Disaster Recovery is a topic that comes up in most of my interactions with customers.
In my 3+ years in the VMware Cloud team, my general observations are:
- Some customers’ DR strategy is limited to copying data to offsite tapes… but most large enterprise customers I talk to have a secondary or tertiary site they use for DR and use some kind of data replication between a primary site and its destination.
- The DR site is usually equipped with some of the older hardware that is no longer used by the ‘primary’ site. The DR site is sometimes used for testing but is also often a ‘ghost’ site. Most customers don’t like having a site only there “just in case” and would ideally like to shut it down.

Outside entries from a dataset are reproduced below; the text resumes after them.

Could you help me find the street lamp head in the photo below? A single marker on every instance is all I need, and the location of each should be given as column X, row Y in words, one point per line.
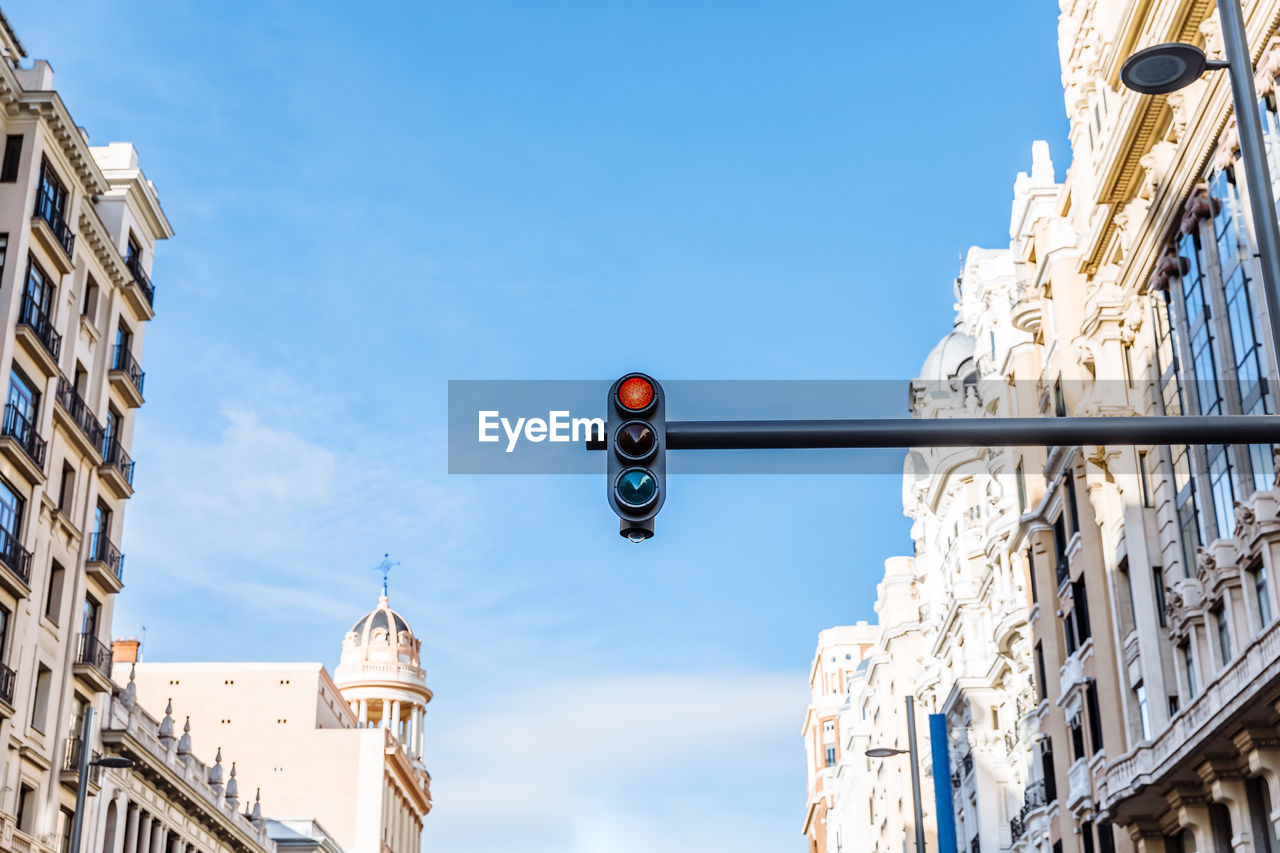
column 1165, row 68
column 118, row 762
column 885, row 752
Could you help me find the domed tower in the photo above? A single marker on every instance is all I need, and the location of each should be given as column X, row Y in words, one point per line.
column 382, row 676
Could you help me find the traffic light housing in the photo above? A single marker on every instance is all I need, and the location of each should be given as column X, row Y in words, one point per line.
column 636, row 436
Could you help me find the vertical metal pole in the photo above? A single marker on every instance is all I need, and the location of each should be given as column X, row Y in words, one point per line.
column 82, row 780
column 1257, row 174
column 915, row 774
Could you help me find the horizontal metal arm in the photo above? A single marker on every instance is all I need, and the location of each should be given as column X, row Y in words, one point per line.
column 972, row 432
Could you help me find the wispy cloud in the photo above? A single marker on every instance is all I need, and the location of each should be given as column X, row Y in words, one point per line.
column 621, row 763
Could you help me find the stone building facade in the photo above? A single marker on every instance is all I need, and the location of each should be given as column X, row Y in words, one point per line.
column 1132, row 591
column 78, row 232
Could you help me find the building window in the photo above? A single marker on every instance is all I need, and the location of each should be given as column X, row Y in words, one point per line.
column 40, row 702
column 67, row 489
column 1041, row 685
column 1047, row 772
column 1144, row 479
column 1224, row 633
column 1031, row 576
column 1157, row 579
column 1020, row 478
column 1080, row 610
column 65, row 820
column 1091, row 702
column 1106, row 839
column 1258, row 575
column 1060, row 548
column 1073, row 507
column 26, row 808
column 12, row 158
column 1260, row 813
column 1077, row 738
column 88, row 309
column 1143, row 711
column 54, row 594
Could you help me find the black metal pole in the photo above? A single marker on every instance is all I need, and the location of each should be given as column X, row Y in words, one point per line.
column 82, row 780
column 972, row 432
column 915, row 774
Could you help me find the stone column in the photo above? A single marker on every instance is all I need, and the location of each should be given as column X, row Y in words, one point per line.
column 1261, row 749
column 145, row 834
column 122, row 813
column 1192, row 810
column 160, row 836
column 421, row 725
column 1148, row 838
column 1226, row 787
column 131, row 830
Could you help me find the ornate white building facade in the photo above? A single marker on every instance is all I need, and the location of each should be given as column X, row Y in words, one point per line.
column 1150, row 615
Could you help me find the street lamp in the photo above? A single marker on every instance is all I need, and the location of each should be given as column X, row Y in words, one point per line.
column 1166, row 68
column 886, row 752
column 118, row 762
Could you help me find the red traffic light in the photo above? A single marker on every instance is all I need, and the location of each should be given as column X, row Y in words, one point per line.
column 635, row 393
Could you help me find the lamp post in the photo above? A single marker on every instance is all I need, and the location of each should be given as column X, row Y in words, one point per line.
column 885, row 752
column 82, row 779
column 1166, row 68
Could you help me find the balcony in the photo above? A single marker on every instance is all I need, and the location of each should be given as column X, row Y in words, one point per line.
column 1079, row 787
column 69, row 769
column 127, row 377
column 7, row 682
column 37, row 336
column 144, row 283
column 87, row 432
column 92, row 662
column 105, row 562
column 50, row 227
column 14, row 565
column 22, row 445
column 117, row 468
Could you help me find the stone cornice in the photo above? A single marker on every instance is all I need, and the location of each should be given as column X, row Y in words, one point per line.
column 50, row 108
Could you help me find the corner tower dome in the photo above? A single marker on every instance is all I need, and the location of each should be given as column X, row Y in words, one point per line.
column 380, row 675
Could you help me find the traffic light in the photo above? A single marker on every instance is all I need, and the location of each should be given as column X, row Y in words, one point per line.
column 636, row 430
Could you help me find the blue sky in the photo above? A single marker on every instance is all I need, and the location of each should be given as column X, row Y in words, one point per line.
column 374, row 199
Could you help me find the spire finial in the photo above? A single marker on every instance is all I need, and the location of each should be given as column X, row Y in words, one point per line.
column 385, row 568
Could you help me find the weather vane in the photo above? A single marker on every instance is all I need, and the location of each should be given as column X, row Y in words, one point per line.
column 385, row 568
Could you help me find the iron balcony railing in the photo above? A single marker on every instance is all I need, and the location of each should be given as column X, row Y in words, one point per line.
column 117, row 457
column 19, row 428
column 103, row 550
column 14, row 556
column 144, row 281
column 80, row 413
column 90, row 649
column 46, row 208
column 7, row 682
column 37, row 318
column 124, row 360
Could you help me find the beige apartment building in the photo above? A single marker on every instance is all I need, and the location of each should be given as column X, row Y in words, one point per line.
column 343, row 752
column 78, row 231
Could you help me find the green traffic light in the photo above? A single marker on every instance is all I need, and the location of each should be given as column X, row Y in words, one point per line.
column 636, row 488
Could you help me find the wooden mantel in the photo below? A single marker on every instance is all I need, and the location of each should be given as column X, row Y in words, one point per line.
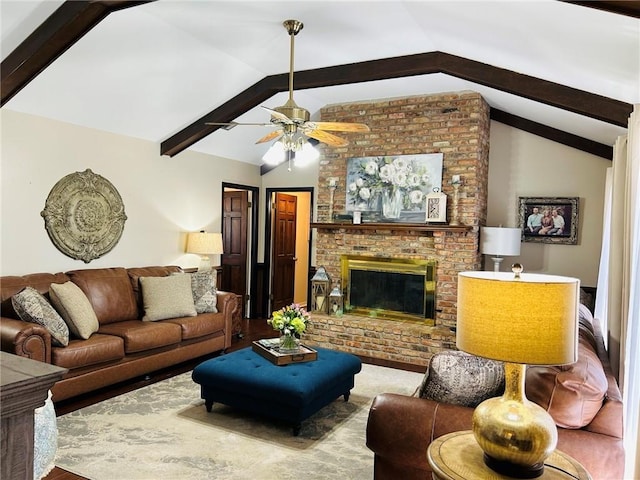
column 398, row 227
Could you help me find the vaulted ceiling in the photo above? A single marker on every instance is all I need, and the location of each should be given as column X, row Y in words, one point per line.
column 159, row 70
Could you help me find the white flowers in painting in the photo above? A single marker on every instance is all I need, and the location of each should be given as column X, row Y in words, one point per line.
column 374, row 175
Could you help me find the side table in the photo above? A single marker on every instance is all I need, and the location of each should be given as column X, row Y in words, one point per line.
column 457, row 456
column 24, row 385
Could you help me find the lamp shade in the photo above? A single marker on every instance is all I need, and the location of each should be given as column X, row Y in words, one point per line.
column 501, row 241
column 204, row 243
column 532, row 319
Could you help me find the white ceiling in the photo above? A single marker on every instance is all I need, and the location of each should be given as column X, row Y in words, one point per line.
column 150, row 70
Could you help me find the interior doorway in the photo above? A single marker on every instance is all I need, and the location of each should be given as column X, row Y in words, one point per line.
column 240, row 242
column 288, row 245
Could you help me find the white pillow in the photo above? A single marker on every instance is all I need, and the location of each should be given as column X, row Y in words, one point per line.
column 167, row 297
column 74, row 307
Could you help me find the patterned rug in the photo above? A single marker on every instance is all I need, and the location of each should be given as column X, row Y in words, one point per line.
column 164, row 432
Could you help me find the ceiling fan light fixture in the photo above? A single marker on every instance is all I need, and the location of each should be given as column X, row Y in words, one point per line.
column 306, row 155
column 275, row 155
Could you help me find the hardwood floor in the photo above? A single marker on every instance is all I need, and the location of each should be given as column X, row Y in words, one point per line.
column 252, row 329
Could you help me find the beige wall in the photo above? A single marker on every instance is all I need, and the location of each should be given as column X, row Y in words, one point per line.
column 166, row 196
column 525, row 165
column 163, row 197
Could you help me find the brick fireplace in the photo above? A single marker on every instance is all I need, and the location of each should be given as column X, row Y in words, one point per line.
column 455, row 124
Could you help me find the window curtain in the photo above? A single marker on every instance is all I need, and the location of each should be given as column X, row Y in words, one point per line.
column 618, row 302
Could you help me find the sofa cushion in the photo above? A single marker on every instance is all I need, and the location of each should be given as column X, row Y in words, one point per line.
column 31, row 306
column 109, row 291
column 459, row 378
column 203, row 324
column 85, row 353
column 572, row 394
column 74, row 307
column 167, row 297
column 139, row 336
column 203, row 287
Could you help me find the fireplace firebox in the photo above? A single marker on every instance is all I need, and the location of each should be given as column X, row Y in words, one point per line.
column 391, row 288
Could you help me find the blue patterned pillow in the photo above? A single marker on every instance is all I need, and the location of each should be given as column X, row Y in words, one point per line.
column 205, row 295
column 459, row 378
column 32, row 307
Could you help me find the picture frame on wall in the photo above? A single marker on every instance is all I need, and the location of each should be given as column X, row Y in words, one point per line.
column 552, row 220
column 392, row 188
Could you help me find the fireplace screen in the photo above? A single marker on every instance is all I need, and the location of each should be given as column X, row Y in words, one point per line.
column 394, row 288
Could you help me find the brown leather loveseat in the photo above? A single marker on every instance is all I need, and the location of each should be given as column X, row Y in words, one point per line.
column 124, row 345
column 400, row 428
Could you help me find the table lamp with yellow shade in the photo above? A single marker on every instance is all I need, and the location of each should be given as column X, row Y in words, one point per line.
column 519, row 319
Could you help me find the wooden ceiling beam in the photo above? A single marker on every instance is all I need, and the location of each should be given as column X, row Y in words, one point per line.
column 68, row 24
column 621, row 7
column 580, row 143
column 578, row 101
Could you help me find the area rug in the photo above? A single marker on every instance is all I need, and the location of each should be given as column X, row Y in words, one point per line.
column 163, row 431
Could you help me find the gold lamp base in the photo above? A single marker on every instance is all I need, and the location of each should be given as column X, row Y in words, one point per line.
column 515, row 434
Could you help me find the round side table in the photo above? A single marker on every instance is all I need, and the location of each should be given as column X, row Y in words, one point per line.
column 457, row 456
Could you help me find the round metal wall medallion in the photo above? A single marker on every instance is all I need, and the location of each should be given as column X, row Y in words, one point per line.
column 84, row 215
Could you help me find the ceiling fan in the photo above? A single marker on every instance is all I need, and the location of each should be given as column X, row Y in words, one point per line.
column 293, row 121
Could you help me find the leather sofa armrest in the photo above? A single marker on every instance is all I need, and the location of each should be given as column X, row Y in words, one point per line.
column 25, row 339
column 228, row 305
column 400, row 428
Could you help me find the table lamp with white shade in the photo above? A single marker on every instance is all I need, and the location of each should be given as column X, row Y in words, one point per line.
column 520, row 319
column 204, row 244
column 500, row 242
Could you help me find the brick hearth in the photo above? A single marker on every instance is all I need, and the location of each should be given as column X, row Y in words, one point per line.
column 455, row 124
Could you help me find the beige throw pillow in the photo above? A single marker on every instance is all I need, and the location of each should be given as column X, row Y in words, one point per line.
column 167, row 297
column 74, row 307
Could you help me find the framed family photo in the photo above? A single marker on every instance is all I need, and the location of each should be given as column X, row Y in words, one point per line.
column 549, row 219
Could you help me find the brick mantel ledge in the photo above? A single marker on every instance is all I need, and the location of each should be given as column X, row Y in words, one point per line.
column 400, row 341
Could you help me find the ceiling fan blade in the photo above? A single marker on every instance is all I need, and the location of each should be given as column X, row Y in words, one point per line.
column 280, row 116
column 339, row 126
column 270, row 136
column 326, row 137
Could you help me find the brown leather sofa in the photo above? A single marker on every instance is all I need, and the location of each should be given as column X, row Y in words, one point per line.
column 400, row 428
column 124, row 346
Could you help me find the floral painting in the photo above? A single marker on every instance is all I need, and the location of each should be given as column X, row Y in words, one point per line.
column 392, row 188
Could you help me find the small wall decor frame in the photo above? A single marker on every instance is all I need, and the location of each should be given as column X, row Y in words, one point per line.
column 84, row 215
column 551, row 220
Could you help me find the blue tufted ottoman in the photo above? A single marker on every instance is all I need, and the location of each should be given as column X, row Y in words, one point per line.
column 245, row 380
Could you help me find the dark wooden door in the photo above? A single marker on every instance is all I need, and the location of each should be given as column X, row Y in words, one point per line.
column 284, row 251
column 234, row 238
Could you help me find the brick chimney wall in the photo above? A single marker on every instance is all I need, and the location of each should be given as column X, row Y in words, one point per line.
column 455, row 124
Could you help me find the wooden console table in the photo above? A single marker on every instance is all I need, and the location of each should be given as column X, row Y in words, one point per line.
column 24, row 386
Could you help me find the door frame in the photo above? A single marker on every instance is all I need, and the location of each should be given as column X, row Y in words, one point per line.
column 268, row 229
column 252, row 239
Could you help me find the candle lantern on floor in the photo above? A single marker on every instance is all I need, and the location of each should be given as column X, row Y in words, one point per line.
column 320, row 283
column 336, row 303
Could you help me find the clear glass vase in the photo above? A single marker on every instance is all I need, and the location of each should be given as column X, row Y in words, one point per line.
column 289, row 343
column 391, row 203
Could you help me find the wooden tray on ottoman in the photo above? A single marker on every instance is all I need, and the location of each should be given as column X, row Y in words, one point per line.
column 268, row 348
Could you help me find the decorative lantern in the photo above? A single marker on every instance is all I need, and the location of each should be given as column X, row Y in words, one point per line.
column 320, row 283
column 336, row 302
column 436, row 206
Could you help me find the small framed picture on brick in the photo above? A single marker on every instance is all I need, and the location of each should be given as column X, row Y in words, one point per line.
column 549, row 219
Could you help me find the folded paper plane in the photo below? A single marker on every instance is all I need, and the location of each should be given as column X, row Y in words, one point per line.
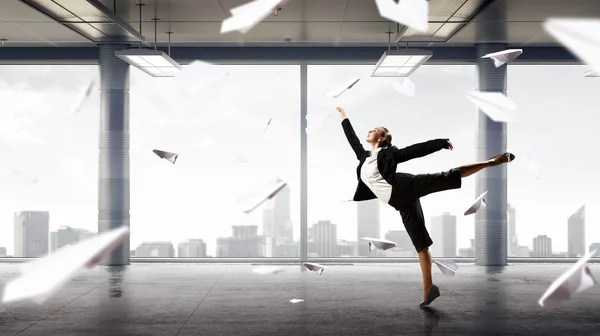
column 495, row 105
column 407, row 87
column 85, row 94
column 575, row 280
column 448, row 267
column 252, row 201
column 315, row 267
column 171, row 157
column 410, row 13
column 504, row 56
column 382, row 244
column 248, row 15
column 479, row 202
column 338, row 91
column 580, row 36
column 40, row 278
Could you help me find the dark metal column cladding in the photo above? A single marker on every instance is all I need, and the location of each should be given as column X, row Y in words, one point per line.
column 113, row 156
column 490, row 222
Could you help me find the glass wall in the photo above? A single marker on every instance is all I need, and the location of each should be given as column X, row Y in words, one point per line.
column 49, row 146
column 552, row 187
column 236, row 128
column 438, row 110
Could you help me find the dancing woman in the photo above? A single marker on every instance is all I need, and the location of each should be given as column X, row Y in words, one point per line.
column 377, row 178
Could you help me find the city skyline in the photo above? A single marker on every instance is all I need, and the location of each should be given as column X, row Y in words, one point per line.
column 52, row 155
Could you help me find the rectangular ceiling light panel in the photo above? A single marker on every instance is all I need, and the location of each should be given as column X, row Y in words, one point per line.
column 153, row 62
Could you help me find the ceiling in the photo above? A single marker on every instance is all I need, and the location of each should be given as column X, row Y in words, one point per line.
column 302, row 22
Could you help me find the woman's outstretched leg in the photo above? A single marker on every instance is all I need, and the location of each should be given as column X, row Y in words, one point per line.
column 473, row 168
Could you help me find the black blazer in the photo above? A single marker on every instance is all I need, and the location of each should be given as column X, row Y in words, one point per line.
column 387, row 160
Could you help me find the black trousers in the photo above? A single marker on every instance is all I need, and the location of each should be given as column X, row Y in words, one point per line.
column 406, row 201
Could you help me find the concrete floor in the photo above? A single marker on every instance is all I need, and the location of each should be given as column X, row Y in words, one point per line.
column 212, row 300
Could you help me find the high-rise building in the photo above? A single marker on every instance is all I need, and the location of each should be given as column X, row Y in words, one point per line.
column 542, row 246
column 31, row 233
column 322, row 239
column 443, row 234
column 367, row 225
column 576, row 233
column 155, row 250
column 245, row 243
column 67, row 236
column 511, row 237
column 192, row 248
column 277, row 222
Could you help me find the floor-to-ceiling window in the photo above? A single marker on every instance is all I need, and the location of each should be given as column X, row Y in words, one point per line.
column 236, row 130
column 552, row 186
column 439, row 109
column 49, row 146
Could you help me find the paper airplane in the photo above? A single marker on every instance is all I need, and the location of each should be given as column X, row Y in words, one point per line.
column 580, row 36
column 40, row 278
column 267, row 126
column 198, row 74
column 411, row 13
column 338, row 91
column 575, row 280
column 381, row 244
column 314, row 267
column 407, row 87
column 495, row 105
column 83, row 97
column 503, row 56
column 248, row 15
column 255, row 199
column 171, row 157
column 267, row 270
column 448, row 267
column 479, row 202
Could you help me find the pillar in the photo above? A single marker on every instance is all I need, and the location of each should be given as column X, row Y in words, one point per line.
column 113, row 156
column 490, row 222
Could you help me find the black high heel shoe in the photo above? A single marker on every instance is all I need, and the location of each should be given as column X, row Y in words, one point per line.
column 434, row 293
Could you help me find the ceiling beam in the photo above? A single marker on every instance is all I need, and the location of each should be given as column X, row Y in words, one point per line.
column 274, row 55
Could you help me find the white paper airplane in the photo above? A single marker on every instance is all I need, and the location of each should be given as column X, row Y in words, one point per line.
column 411, row 13
column 504, row 56
column 479, row 202
column 382, row 244
column 40, row 278
column 580, row 36
column 495, row 105
column 248, row 15
column 267, row 270
column 198, row 74
column 575, row 280
column 78, row 104
column 448, row 267
column 338, row 91
column 407, row 87
column 314, row 267
column 255, row 199
column 171, row 157
column 267, row 126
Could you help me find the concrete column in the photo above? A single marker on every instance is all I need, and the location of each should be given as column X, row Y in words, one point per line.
column 113, row 156
column 490, row 222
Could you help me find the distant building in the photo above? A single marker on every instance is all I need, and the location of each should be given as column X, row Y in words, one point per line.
column 542, row 246
column 192, row 248
column 31, row 233
column 155, row 250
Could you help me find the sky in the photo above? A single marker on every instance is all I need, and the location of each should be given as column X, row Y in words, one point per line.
column 215, row 120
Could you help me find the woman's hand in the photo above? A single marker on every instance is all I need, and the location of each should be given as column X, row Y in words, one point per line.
column 342, row 112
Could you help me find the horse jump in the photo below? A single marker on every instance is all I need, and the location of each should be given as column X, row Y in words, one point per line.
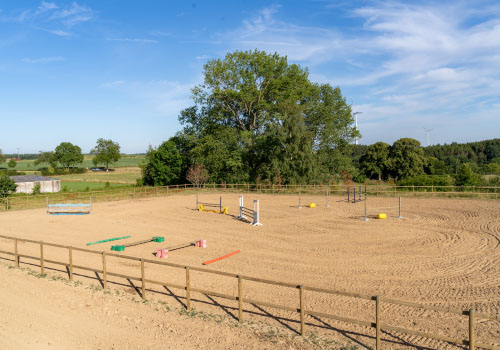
column 253, row 213
column 69, row 208
column 201, row 206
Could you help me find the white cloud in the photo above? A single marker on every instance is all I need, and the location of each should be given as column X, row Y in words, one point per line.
column 112, row 84
column 167, row 98
column 300, row 43
column 50, row 17
column 408, row 63
column 43, row 59
column 135, row 40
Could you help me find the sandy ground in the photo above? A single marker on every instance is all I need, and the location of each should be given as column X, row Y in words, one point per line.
column 443, row 252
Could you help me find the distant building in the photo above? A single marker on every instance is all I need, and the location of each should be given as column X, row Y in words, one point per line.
column 26, row 183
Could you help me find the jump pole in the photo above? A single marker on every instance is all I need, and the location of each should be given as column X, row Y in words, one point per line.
column 108, row 240
column 120, row 248
column 366, row 215
column 221, row 257
column 256, row 213
column 399, row 216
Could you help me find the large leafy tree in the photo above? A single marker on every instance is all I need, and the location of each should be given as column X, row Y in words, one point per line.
column 375, row 162
column 7, row 186
column 257, row 116
column 407, row 158
column 466, row 176
column 68, row 154
column 46, row 158
column 106, row 152
column 163, row 165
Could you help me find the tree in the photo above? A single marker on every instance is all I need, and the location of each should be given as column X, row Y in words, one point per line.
column 197, row 175
column 7, row 186
column 163, row 165
column 407, row 158
column 466, row 176
column 68, row 154
column 251, row 100
column 46, row 158
column 12, row 163
column 106, row 152
column 375, row 162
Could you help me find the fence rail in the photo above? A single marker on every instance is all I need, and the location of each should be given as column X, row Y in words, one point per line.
column 301, row 310
column 39, row 201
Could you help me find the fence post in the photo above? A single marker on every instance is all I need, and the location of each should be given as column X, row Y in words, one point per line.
column 471, row 329
column 240, row 299
column 16, row 255
column 104, row 274
column 42, row 269
column 302, row 314
column 377, row 323
column 143, row 288
column 188, row 290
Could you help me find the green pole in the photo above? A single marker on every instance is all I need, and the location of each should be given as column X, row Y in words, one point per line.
column 108, row 240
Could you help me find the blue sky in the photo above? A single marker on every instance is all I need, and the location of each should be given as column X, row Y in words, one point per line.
column 80, row 70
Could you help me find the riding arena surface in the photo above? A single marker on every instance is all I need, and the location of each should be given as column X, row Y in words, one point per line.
column 444, row 252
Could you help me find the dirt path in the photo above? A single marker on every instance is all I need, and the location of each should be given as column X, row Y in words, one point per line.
column 444, row 252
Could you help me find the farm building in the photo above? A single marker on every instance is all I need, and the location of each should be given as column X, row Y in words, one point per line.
column 26, row 183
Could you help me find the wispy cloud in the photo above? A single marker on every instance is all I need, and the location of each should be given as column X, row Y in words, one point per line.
column 135, row 40
column 51, row 17
column 166, row 97
column 43, row 59
column 112, row 84
column 413, row 62
column 300, row 43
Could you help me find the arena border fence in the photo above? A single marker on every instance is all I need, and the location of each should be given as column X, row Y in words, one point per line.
column 28, row 201
column 303, row 312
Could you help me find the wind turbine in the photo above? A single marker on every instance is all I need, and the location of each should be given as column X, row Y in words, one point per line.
column 355, row 114
column 427, row 131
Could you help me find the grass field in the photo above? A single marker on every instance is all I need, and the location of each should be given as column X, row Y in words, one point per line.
column 125, row 175
column 125, row 161
column 80, row 186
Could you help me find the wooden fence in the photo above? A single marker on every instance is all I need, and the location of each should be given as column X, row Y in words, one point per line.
column 302, row 311
column 39, row 201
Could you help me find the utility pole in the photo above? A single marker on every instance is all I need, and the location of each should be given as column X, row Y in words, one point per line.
column 427, row 131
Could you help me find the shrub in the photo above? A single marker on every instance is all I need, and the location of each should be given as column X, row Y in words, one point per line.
column 37, row 188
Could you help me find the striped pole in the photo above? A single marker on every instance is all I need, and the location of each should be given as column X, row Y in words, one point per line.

- Many customers would like to have a disaster recovery strategy per application where they could apply different Recovery Time Objectives and Recovery Point Objectives, depending on the criticality of the application. For example, one of my customers had the following RPO objectives:
- T0 – immediate recovery
- T1 – 4hrs
- T2 – 4 to 24hrs
- T3 – 24hrs
- T4 – no recovery/reasonable endeavours
Overall, many customers really like the idea of using the Cloud as a disaster recovery site. And VMC was a pretty obvious use case for this.
Until VMware acquired a company called Datrium, there was only one option for cloud-hosted DR – VMware Site Recovery – which leverages vSphere Replication, VMware Site Recovery Manager and a VMC as a ‘hot-standby site’: meaning customers needed to have a running VMC instance at any time where vSphere Replication could copy the data of the live vCenter across to. In many cases, it meant VMC as a DR site was wasteful (that’s a lot of compute sitting there idle).
And if you look back at my customer’s RPO objectives above, most apps don’t need the sub-30 minutes RPO you get with VMware Site Recovery.
Once Datrium was integrated with VMC, we launched a solution called VMware Cloud Disaster Recovery, which offers a 4-hour RPO option at a much affordable pricepoint.
In summary: for critical workloads, use VMware Site Recovery. For everything else that doesn’t need the urgent RPO, use VMware Cloud Disaster Recovery.
My colleague Simon published a great summary of the options here.
I asked my teammate Eskander to walk us through the product. The first video below shows the console and the installation. Really straight-forward to set up.
Pretty easy, right? Log onto the console:
Add a protected site: we can now protect a VMC instance to recover to a different VMC instance but most customers will select the “on-prem vSphere” option.
Once that’s done, we just need to sync up the protected site with the Cloud backup by installing a connector appliance.
Pretty clear and easy to do (obviously, remember the FW requirements).
Then, we just have to build a protection group. Like you can see here, I am creating one based on either a vSphere tag or based on the name of the VM:
You can build different protection groups and different protection policies (how often we save the data) for each application requirements.
Now, let’s go back to Eskander as he walks us through the recovery and setting up DR plans.
Again, it’s pretty straight-forward. You have 2 options when you set up your DR plan. Either you point to an existing SDDC (pilot light site) with the “Existing recovery SDDC” option or you can ask VCDR to deploy an SDDC on-demand. As deploying an SDDC takes 90 minutes, it does add up to the recovery time but it’s a cheaper option as you don’t need the “pilot light” site.
If you have an existing recovery SDDC like I am showing below, you can prepare everything – how each folder, resources, networks, etc… would map to each. You can also run a script from a VM. That’s going to be handy later.
As you heard in the video, what we don’t have natively within the product yet is the ability to deploy a prepared networks, NAT and security rules configuration and that’s something very commonly asked by customers.
Thankfully, Patrick and I (with the help of Will and Shashi) released a Fling called SDDC Import/Export for VMware Cloud on AWS to address this type of requirements.
I wrote a long post about it here .
Patrick, Eskander and I discuss how we would use the Fling to help customers with restoring their networking configuration to the recovery site:
In a nutshell, what customers can do is:
- Deploy a test recovery SDDC and prepare it with the right networking configuration
- Save the configuration, with the export function of the Fling
- Tear down the test recovery SDDC
- Restore the SDDC during the live recovery event and either run the script manually from a VM outside the cloud or from a Script VM (as explained in these docs).
The video below shows how easy it is to save/export the configuration.
It’s just a single command to export the config. And vice-versa – it’s the same stuff to import it, with the “-o import”, instead of “-o export”.
In summary, it’s pretty easy with VMware Cloud Disaster Recovery to start protecting your site, to set up protection policies based on your application requirements and to invoke DR when needed. With the use of the SDDC Import/Export fling, the last piece – the networking config – can be restored with a single command.
Thanks for reading/watching this post!